January 2013 – Clustering For Mere Mortals

Have you been thinking about moving to the cloud? The potential cost savings makes it nearly impossible not to consider. The cost justification is usually easy to figure out and the cloud almost always comes out looking like a good investment. However, after you stop counting the money you are going to save you start thinking about things like security and availability and wonder whether the cloud is for you.

In a traditional data center you have the control and can deploy whatever security and high availability solution you like. However, once you decide to move your servers to the cloud your choices can become much more limited. It doesn’t matter whether you’re with Amazon, Google or Microsoft, outages in the cloud can and do occur and you need to do whatever you can to mitigate such risks.

Let’s take a closer look at Amazon Web Services (AWS) for instance. What are the options you have to ensure that your SQL Server database can survive an unexpected outage? While some applications can be deployed in a load balanced configuration across multiple availability zones, SQL Server is generally not deployed in a load balanced configuration. What this means is that SQL Server itself resides in a single availability zone and if that zone should become unavailable, your whole application stack can come to a grinding halt.

If you read this article by Miles Ward, you will see that with SQL Server 2008 R2 your availability options are pretty limited. In that article on page 11 there is a nice chart that lays out your HA options. As you will see, the options are severely limited and mostly fall outside of the category which would be described as HA. Log shipping, mirroring and transactional replication are pretty much the only options you have, and they are more of a data protection options rather than HA options. If you want Microsoft failover clustering you will find yourself out of luck due to some network limitations (clients can’t connect to a clustered IP address) in AWS and the lack of a shared disk resource required for traditional SQL clusters.

If you are looking to deploy SQL Server 2012, your options get a little better. As described by Jeremy Peschka, with a little manual intervention you can deploy AlwaysOn Availability Groups in AWS to do asynchronous replication from your data center to AWS, or even between AWS availability groups. Of course this assumes you have the SQL 2012 Enterprise license required for AlwaysOn Availability Groups. The only “issue” is that AWS really doesn’t support moving cluster IP address from one server to another, so client redirection has to be done manually using the ec2-unassign-private-ip-addresses and ec2-assign-private-ip-addresses commands after switchover that Peschka describes in his article. All-in-all this is a very manual process, which again does not really fit the description of a highly available system.

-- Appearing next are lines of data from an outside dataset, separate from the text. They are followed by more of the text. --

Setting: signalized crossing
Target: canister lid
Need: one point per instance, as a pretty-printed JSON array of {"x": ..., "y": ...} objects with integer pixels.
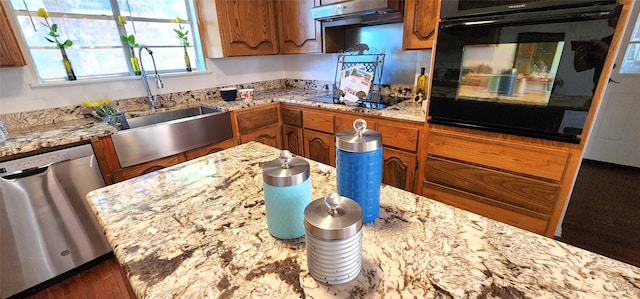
[
  {"x": 286, "y": 170},
  {"x": 359, "y": 139},
  {"x": 333, "y": 217}
]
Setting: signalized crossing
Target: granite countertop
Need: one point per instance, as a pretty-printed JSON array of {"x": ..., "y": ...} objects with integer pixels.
[
  {"x": 178, "y": 236},
  {"x": 69, "y": 132}
]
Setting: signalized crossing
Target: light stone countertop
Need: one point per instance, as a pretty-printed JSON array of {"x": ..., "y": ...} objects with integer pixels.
[
  {"x": 83, "y": 130},
  {"x": 177, "y": 236}
]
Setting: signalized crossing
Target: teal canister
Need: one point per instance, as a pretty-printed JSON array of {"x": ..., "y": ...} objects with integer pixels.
[{"x": 287, "y": 191}]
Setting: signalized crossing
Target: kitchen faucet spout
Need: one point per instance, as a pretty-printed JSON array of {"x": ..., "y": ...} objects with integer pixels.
[{"x": 153, "y": 103}]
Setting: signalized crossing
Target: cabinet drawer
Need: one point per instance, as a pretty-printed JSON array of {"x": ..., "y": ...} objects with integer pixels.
[
  {"x": 541, "y": 162},
  {"x": 318, "y": 121},
  {"x": 535, "y": 195},
  {"x": 292, "y": 117},
  {"x": 257, "y": 118},
  {"x": 486, "y": 207},
  {"x": 402, "y": 137}
]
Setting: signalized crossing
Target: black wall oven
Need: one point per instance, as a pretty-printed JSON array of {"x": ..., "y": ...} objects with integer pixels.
[{"x": 529, "y": 73}]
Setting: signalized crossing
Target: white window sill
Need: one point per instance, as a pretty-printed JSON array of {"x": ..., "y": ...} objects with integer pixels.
[{"x": 111, "y": 79}]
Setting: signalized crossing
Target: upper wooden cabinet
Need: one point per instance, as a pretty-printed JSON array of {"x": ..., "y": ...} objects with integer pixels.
[
  {"x": 299, "y": 32},
  {"x": 10, "y": 54},
  {"x": 247, "y": 27},
  {"x": 420, "y": 24},
  {"x": 244, "y": 28}
]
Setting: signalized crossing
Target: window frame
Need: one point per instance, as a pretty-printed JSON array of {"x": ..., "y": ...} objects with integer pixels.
[{"x": 197, "y": 61}]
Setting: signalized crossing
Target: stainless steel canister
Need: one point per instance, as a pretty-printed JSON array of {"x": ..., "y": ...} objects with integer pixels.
[{"x": 334, "y": 239}]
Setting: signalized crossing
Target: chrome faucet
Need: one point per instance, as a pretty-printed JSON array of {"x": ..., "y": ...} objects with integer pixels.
[{"x": 150, "y": 97}]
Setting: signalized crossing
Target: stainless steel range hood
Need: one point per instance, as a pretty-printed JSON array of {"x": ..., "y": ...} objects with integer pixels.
[{"x": 359, "y": 12}]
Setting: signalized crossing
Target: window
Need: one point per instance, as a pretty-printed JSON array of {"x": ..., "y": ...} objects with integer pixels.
[
  {"x": 98, "y": 49},
  {"x": 631, "y": 60}
]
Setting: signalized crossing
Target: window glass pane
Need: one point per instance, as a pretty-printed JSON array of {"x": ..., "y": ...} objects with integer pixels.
[
  {"x": 159, "y": 34},
  {"x": 90, "y": 7},
  {"x": 156, "y": 9},
  {"x": 635, "y": 37},
  {"x": 85, "y": 62},
  {"x": 167, "y": 59},
  {"x": 82, "y": 32}
]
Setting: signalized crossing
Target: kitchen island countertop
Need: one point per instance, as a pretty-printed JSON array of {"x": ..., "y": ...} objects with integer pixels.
[{"x": 177, "y": 236}]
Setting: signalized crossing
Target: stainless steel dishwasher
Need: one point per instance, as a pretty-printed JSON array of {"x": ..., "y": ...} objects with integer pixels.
[{"x": 46, "y": 226}]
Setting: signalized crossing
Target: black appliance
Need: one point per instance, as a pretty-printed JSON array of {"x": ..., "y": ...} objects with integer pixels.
[
  {"x": 465, "y": 8},
  {"x": 529, "y": 73}
]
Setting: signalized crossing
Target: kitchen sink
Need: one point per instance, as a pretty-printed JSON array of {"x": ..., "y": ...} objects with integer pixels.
[
  {"x": 161, "y": 117},
  {"x": 164, "y": 134}
]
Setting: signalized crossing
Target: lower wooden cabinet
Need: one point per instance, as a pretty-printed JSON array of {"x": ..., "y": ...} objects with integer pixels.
[
  {"x": 261, "y": 124},
  {"x": 292, "y": 140},
  {"x": 518, "y": 181},
  {"x": 268, "y": 135},
  {"x": 320, "y": 147},
  {"x": 398, "y": 168}
]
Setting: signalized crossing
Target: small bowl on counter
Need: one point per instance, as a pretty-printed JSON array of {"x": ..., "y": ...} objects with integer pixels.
[{"x": 228, "y": 93}]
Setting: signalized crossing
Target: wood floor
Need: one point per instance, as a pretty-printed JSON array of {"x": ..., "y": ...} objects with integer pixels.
[
  {"x": 603, "y": 215},
  {"x": 104, "y": 280}
]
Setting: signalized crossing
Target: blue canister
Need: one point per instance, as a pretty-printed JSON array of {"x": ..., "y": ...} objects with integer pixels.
[
  {"x": 359, "y": 167},
  {"x": 287, "y": 191}
]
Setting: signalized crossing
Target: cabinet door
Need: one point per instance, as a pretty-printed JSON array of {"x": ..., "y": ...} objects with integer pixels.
[
  {"x": 420, "y": 23},
  {"x": 320, "y": 147},
  {"x": 299, "y": 32},
  {"x": 292, "y": 140},
  {"x": 10, "y": 54},
  {"x": 151, "y": 166},
  {"x": 247, "y": 27},
  {"x": 268, "y": 135},
  {"x": 398, "y": 168}
]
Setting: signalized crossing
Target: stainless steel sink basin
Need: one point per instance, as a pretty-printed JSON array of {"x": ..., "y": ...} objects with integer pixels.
[
  {"x": 161, "y": 117},
  {"x": 164, "y": 134}
]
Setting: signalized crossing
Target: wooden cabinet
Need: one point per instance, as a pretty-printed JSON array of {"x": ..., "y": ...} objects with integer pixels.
[
  {"x": 512, "y": 181},
  {"x": 299, "y": 32},
  {"x": 420, "y": 24},
  {"x": 319, "y": 146},
  {"x": 292, "y": 130},
  {"x": 261, "y": 124},
  {"x": 10, "y": 55},
  {"x": 398, "y": 168},
  {"x": 269, "y": 135},
  {"x": 242, "y": 28},
  {"x": 400, "y": 160},
  {"x": 318, "y": 136},
  {"x": 247, "y": 27}
]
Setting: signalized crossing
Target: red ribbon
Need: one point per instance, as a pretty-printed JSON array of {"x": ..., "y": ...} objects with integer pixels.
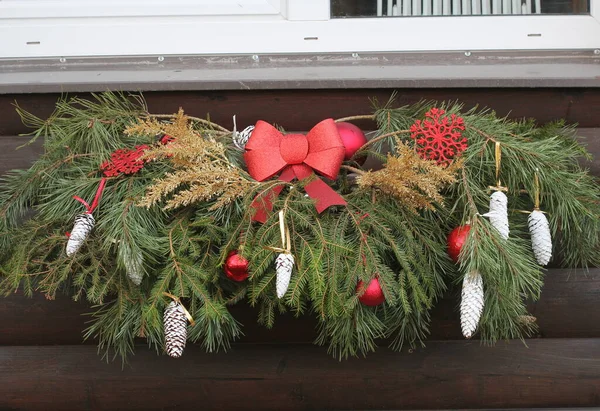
[
  {"x": 269, "y": 152},
  {"x": 90, "y": 209}
]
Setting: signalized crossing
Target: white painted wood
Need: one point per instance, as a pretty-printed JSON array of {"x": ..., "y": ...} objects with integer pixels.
[
  {"x": 416, "y": 7},
  {"x": 466, "y": 7},
  {"x": 486, "y": 7},
  {"x": 406, "y": 7},
  {"x": 24, "y": 9},
  {"x": 308, "y": 10},
  {"x": 446, "y": 10},
  {"x": 176, "y": 35},
  {"x": 496, "y": 7},
  {"x": 427, "y": 8},
  {"x": 456, "y": 9},
  {"x": 516, "y": 6}
]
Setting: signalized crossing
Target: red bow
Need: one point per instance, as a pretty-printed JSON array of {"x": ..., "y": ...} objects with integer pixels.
[{"x": 269, "y": 152}]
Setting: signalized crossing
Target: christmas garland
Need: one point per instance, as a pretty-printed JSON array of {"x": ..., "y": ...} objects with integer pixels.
[{"x": 188, "y": 218}]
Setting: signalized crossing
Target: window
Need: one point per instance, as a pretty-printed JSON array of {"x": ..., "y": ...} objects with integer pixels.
[{"x": 63, "y": 28}]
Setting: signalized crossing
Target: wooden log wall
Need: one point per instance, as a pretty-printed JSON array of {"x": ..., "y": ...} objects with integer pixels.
[{"x": 44, "y": 364}]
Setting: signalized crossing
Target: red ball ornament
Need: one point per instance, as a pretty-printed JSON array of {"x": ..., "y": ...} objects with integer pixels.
[
  {"x": 236, "y": 266},
  {"x": 353, "y": 139},
  {"x": 373, "y": 295},
  {"x": 456, "y": 240}
]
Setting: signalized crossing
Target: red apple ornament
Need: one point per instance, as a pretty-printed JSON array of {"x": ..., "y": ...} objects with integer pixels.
[
  {"x": 353, "y": 139},
  {"x": 373, "y": 295},
  {"x": 236, "y": 266},
  {"x": 456, "y": 240}
]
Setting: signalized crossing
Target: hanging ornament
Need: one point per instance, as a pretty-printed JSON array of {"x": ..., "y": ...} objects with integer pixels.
[
  {"x": 236, "y": 266},
  {"x": 439, "y": 138},
  {"x": 498, "y": 213},
  {"x": 295, "y": 156},
  {"x": 471, "y": 303},
  {"x": 241, "y": 138},
  {"x": 353, "y": 139},
  {"x": 175, "y": 322},
  {"x": 284, "y": 263},
  {"x": 125, "y": 161},
  {"x": 372, "y": 295},
  {"x": 84, "y": 222},
  {"x": 456, "y": 239},
  {"x": 541, "y": 239}
]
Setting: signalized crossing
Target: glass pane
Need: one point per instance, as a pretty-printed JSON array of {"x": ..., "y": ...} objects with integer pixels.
[{"x": 385, "y": 8}]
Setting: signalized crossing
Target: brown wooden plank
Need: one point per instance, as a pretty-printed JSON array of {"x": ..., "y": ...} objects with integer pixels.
[
  {"x": 550, "y": 373},
  {"x": 568, "y": 308},
  {"x": 301, "y": 109}
]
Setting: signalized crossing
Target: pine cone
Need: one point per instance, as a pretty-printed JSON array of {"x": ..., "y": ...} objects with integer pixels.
[
  {"x": 541, "y": 240},
  {"x": 471, "y": 303},
  {"x": 240, "y": 139},
  {"x": 84, "y": 223},
  {"x": 175, "y": 326},
  {"x": 283, "y": 266},
  {"x": 498, "y": 213},
  {"x": 134, "y": 268}
]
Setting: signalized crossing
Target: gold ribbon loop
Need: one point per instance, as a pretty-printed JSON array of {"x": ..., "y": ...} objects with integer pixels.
[{"x": 178, "y": 301}]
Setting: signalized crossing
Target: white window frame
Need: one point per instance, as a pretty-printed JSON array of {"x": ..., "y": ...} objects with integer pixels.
[{"x": 206, "y": 27}]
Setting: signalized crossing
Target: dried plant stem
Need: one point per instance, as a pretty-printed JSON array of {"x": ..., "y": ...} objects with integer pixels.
[
  {"x": 353, "y": 169},
  {"x": 197, "y": 119}
]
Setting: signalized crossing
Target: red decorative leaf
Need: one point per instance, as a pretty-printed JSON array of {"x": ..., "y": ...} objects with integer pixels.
[{"x": 439, "y": 137}]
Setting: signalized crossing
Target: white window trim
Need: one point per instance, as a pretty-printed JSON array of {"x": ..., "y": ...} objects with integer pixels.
[{"x": 289, "y": 26}]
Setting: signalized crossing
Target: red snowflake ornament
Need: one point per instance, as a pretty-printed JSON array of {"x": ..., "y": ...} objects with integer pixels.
[
  {"x": 124, "y": 161},
  {"x": 439, "y": 137}
]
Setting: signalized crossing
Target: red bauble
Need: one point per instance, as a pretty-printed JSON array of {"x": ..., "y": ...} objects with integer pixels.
[
  {"x": 439, "y": 137},
  {"x": 236, "y": 266},
  {"x": 456, "y": 240},
  {"x": 353, "y": 139},
  {"x": 373, "y": 295}
]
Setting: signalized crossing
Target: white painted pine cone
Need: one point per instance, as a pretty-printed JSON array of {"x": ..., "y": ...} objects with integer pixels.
[
  {"x": 175, "y": 328},
  {"x": 498, "y": 213},
  {"x": 471, "y": 303},
  {"x": 284, "y": 264},
  {"x": 541, "y": 239},
  {"x": 84, "y": 223}
]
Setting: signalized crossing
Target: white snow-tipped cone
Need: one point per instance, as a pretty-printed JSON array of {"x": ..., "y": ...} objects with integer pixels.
[
  {"x": 541, "y": 240},
  {"x": 284, "y": 264},
  {"x": 471, "y": 303},
  {"x": 498, "y": 213},
  {"x": 175, "y": 327},
  {"x": 84, "y": 223}
]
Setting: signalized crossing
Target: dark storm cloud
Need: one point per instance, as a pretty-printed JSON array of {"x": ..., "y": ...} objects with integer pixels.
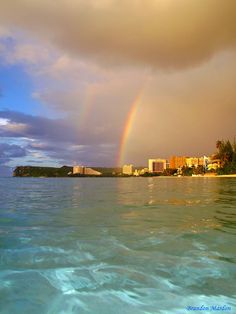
[
  {"x": 10, "y": 151},
  {"x": 55, "y": 139},
  {"x": 160, "y": 33}
]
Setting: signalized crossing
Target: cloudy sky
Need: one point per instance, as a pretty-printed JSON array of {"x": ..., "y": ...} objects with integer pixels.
[{"x": 72, "y": 72}]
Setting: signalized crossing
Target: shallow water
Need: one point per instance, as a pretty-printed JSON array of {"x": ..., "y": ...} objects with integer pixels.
[{"x": 117, "y": 245}]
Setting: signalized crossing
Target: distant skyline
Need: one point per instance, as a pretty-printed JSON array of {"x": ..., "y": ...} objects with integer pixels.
[{"x": 108, "y": 82}]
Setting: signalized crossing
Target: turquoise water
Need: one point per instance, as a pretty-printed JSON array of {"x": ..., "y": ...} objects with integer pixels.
[{"x": 110, "y": 245}]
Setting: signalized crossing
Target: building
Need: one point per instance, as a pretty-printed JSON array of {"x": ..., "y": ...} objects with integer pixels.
[
  {"x": 156, "y": 165},
  {"x": 127, "y": 169},
  {"x": 85, "y": 171},
  {"x": 177, "y": 162},
  {"x": 213, "y": 163}
]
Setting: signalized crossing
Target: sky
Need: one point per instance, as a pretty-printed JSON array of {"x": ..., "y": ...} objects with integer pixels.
[{"x": 108, "y": 82}]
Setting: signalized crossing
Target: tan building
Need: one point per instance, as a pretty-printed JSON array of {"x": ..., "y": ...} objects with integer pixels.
[
  {"x": 127, "y": 169},
  {"x": 192, "y": 162},
  {"x": 177, "y": 162},
  {"x": 156, "y": 165},
  {"x": 213, "y": 164}
]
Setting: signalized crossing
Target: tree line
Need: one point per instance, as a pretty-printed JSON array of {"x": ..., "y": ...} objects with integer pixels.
[{"x": 226, "y": 153}]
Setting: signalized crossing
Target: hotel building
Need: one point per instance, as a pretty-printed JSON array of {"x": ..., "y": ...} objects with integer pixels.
[
  {"x": 85, "y": 171},
  {"x": 127, "y": 169}
]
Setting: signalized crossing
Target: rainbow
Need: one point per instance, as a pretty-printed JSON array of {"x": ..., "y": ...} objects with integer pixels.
[{"x": 128, "y": 128}]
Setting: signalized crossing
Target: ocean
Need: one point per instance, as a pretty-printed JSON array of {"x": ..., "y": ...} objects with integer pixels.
[{"x": 117, "y": 245}]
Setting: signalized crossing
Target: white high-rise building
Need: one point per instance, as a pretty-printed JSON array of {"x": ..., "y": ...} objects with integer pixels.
[
  {"x": 156, "y": 165},
  {"x": 127, "y": 169}
]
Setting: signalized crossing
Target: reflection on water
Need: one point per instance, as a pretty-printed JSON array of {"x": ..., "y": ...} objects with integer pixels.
[{"x": 128, "y": 245}]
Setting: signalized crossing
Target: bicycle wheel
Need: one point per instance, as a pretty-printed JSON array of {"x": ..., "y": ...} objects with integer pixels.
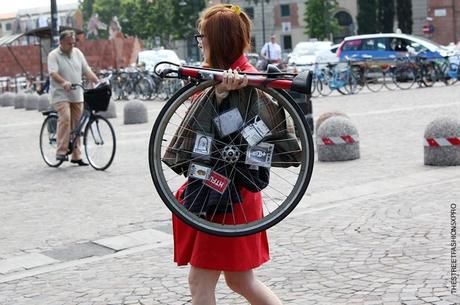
[
  {"x": 283, "y": 190},
  {"x": 144, "y": 89},
  {"x": 100, "y": 143},
  {"x": 453, "y": 74},
  {"x": 404, "y": 77},
  {"x": 48, "y": 141},
  {"x": 325, "y": 88},
  {"x": 374, "y": 78},
  {"x": 430, "y": 74},
  {"x": 315, "y": 87},
  {"x": 388, "y": 78},
  {"x": 352, "y": 84}
]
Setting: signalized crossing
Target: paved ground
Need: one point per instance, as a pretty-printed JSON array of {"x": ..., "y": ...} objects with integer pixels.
[{"x": 370, "y": 231}]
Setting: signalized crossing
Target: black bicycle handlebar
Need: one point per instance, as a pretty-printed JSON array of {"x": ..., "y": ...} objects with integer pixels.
[{"x": 277, "y": 80}]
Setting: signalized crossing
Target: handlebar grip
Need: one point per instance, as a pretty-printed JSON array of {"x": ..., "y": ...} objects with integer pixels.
[{"x": 302, "y": 82}]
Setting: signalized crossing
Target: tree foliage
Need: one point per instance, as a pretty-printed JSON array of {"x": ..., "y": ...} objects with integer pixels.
[
  {"x": 404, "y": 15},
  {"x": 367, "y": 17},
  {"x": 147, "y": 19},
  {"x": 318, "y": 18},
  {"x": 385, "y": 16}
]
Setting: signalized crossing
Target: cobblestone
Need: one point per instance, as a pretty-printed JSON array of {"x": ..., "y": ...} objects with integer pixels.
[{"x": 369, "y": 231}]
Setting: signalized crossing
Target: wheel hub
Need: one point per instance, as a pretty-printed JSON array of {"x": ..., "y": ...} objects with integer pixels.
[{"x": 230, "y": 153}]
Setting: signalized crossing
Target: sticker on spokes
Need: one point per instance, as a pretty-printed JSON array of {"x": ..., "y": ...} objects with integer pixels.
[
  {"x": 217, "y": 182},
  {"x": 255, "y": 131},
  {"x": 228, "y": 122},
  {"x": 260, "y": 155},
  {"x": 202, "y": 146},
  {"x": 199, "y": 171}
]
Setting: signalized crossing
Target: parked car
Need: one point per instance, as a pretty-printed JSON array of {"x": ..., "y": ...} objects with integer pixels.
[
  {"x": 386, "y": 47},
  {"x": 307, "y": 53}
]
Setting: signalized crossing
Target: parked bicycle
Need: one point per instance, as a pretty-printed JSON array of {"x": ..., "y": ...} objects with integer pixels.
[{"x": 98, "y": 134}]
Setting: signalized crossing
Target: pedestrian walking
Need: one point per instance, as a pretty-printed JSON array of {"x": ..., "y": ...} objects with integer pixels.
[
  {"x": 220, "y": 27},
  {"x": 271, "y": 51}
]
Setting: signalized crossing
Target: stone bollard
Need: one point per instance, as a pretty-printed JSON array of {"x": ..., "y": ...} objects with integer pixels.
[
  {"x": 43, "y": 102},
  {"x": 111, "y": 111},
  {"x": 20, "y": 101},
  {"x": 337, "y": 139},
  {"x": 8, "y": 99},
  {"x": 135, "y": 112},
  {"x": 323, "y": 117},
  {"x": 31, "y": 102},
  {"x": 442, "y": 142}
]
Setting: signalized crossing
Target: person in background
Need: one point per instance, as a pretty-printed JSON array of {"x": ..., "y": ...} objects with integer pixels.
[
  {"x": 221, "y": 26},
  {"x": 271, "y": 51},
  {"x": 66, "y": 66}
]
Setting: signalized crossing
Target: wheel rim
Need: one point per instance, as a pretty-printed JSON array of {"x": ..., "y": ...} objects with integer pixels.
[
  {"x": 99, "y": 143},
  {"x": 48, "y": 141},
  {"x": 277, "y": 200}
]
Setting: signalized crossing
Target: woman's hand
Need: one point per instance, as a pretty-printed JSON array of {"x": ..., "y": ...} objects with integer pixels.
[{"x": 231, "y": 80}]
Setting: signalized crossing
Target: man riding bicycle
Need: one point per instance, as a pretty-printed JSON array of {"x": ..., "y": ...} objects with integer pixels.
[{"x": 66, "y": 65}]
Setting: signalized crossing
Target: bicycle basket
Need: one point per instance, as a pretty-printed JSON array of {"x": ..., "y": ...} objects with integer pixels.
[{"x": 98, "y": 98}]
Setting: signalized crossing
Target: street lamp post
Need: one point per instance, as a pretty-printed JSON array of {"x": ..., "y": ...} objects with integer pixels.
[
  {"x": 54, "y": 25},
  {"x": 263, "y": 22}
]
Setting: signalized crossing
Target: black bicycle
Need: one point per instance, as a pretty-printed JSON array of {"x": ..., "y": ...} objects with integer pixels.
[
  {"x": 257, "y": 138},
  {"x": 98, "y": 134}
]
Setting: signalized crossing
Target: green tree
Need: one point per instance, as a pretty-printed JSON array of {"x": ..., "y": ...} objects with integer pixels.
[
  {"x": 318, "y": 18},
  {"x": 367, "y": 17},
  {"x": 147, "y": 19},
  {"x": 404, "y": 15},
  {"x": 385, "y": 15}
]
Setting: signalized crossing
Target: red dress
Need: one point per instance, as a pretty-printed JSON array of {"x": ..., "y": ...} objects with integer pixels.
[{"x": 207, "y": 251}]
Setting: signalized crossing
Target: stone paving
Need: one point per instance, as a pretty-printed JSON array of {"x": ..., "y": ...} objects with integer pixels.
[{"x": 371, "y": 231}]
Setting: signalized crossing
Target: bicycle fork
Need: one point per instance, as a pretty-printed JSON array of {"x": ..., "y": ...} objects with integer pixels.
[{"x": 76, "y": 132}]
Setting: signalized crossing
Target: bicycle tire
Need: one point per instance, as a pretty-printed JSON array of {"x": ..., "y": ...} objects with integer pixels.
[
  {"x": 429, "y": 74},
  {"x": 144, "y": 89},
  {"x": 48, "y": 141},
  {"x": 352, "y": 85},
  {"x": 453, "y": 74},
  {"x": 315, "y": 87},
  {"x": 100, "y": 142},
  {"x": 388, "y": 79},
  {"x": 167, "y": 182},
  {"x": 325, "y": 88}
]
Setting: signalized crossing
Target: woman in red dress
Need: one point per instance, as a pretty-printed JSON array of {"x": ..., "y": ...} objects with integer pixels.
[{"x": 225, "y": 34}]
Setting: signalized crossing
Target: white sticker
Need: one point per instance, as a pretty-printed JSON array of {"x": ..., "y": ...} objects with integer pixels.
[
  {"x": 203, "y": 144},
  {"x": 199, "y": 171},
  {"x": 228, "y": 122},
  {"x": 260, "y": 155}
]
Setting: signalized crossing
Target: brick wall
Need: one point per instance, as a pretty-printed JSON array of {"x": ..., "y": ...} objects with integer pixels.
[{"x": 100, "y": 54}]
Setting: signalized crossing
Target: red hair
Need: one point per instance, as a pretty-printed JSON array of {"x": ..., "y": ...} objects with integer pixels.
[{"x": 228, "y": 33}]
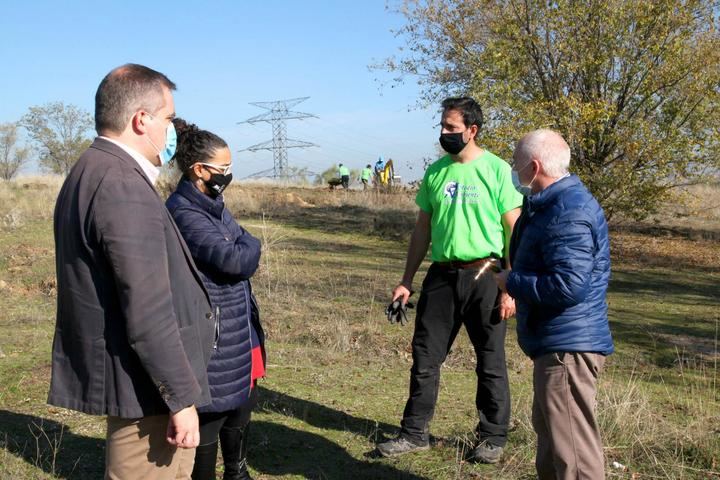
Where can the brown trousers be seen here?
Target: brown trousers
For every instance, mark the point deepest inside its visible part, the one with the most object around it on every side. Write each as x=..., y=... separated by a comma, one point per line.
x=136, y=448
x=563, y=416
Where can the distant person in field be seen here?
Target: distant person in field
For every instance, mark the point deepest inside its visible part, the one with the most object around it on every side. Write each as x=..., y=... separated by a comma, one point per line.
x=134, y=327
x=344, y=173
x=561, y=267
x=227, y=257
x=379, y=170
x=468, y=208
x=366, y=176
x=379, y=165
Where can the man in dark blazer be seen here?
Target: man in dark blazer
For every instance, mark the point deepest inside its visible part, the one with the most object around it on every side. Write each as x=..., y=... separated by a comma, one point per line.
x=134, y=323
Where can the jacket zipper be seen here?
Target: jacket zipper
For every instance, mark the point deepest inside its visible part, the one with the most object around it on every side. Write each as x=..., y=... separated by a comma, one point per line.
x=217, y=327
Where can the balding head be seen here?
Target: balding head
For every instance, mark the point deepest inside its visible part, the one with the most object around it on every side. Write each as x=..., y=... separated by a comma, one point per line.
x=548, y=148
x=126, y=90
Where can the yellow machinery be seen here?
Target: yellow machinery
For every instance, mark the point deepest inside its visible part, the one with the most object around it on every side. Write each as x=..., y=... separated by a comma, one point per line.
x=386, y=176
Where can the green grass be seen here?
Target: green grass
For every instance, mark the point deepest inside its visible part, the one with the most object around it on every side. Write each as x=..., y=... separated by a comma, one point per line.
x=338, y=373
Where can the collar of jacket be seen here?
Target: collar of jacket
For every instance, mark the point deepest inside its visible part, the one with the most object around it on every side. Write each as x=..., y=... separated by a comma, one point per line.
x=546, y=197
x=109, y=147
x=195, y=196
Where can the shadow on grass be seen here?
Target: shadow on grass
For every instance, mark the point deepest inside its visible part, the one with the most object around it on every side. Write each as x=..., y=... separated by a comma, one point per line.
x=387, y=223
x=283, y=450
x=319, y=415
x=644, y=320
x=50, y=446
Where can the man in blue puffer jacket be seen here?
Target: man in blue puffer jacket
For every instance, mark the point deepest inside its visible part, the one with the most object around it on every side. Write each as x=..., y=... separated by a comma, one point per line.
x=560, y=257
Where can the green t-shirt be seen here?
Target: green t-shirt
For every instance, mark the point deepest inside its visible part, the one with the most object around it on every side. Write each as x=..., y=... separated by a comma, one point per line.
x=466, y=202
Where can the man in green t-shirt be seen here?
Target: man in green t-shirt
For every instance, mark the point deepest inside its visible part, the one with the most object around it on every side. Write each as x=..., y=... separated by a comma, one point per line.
x=365, y=176
x=344, y=175
x=468, y=207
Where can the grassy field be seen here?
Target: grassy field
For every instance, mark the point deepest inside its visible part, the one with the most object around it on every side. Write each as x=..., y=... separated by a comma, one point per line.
x=338, y=373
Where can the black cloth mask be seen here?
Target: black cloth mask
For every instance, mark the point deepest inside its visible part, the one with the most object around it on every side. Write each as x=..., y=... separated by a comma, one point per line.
x=217, y=183
x=452, y=142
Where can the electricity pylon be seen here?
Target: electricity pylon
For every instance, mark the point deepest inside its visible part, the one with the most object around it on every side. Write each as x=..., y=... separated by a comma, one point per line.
x=278, y=112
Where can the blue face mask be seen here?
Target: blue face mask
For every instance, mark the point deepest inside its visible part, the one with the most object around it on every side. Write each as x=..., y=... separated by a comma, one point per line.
x=170, y=145
x=523, y=189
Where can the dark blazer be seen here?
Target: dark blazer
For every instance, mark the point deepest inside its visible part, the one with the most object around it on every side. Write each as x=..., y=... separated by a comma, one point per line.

If you can live without automated recovery and with the limitations of AlwaysOn Availability Groups that I described in a previous blog post, then you might just want to go ahead and try the AlwaysOn Availability Group deployment in AWS. However, if you are looking for an easier, more affordable, more robust HA solution, I have some really good news. SIOS Technology Corp has been looking at this problem and has developed a solution that overcomes all of the limitations previously described and will be available as an AMI for easy deployment. This solution is currently in private beta, but will be widely available later this year.

The SIOS solution is based on SQL server in a Microsoft Failover Clustering using DataKeeper Cluster Edition host based replication. By using hosted based replication they have overcome the first obstacle of clustering in EC2 – lack of shared storage. The second obstacle that SIOS had to overcome was the issue of client redirection described by Peschka; the client access point needs to be manipulated from within EC2, not failover clustering. SIOS has built intelligence into their AMI solution such that the reassigning of the IP address is automated as part of the cluster failover process, effectively simulating the behavior you would normally expect from a cluster.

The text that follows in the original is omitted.